Дом был таким большим, что они часто теряли друг друга. «Чтобы ориентироваться в этом доме, нужна карта», – говаривала тетушка Дакоты каждый раз, как приезжала к ним, хотя она бывала здесь миллион раз и ей не требовалась карта. Она лучше Дакоты знала, как найти нужную вещь в кухонных шкафах.

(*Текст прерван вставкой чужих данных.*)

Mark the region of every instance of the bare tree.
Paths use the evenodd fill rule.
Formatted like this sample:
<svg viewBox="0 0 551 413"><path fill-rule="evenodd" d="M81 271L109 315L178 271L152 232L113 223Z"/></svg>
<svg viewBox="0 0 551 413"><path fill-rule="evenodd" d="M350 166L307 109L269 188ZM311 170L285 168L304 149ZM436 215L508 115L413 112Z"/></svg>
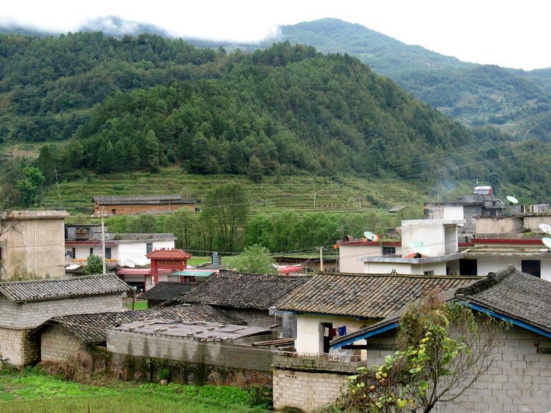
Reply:
<svg viewBox="0 0 551 413"><path fill-rule="evenodd" d="M361 368L337 401L344 412L427 413L454 401L486 374L506 325L461 303L426 297L402 315L397 351Z"/></svg>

Дакота не стала отвечать папе. Мама разрешила ей закончить главу, после чего ей предстояло помочь прибраться в доме к приходу гостей. Как будто это она их приглашала! Она в раздумье подняла глаза, потому что на самом деле уже залезла украдкой в следующую главу, но стоило ей посмотреть на страницу и увидеть слова, как чтение опять затянуло ее. Она как будто испытывала приятное физическое ощущение, как будто падала обратно в мир «Голодных игр», где Дакота становилась Китнисс – сильной, могущественной и умелой, но также и очень хорошенькой. Дакота была на сто процентов уверена, что поступила бы, как Китнисс, пожертвовав собой для Игр ради милой младшей сестры, если бы у нее такая была. Не то чтобы она хотела сестру (маленькая сестра ее подруги Эшлинг всегда торчит рядом, и бедной Эшлинг никак от нее не избавиться), но будь у Дакоты сестра, она умерла бы за нее.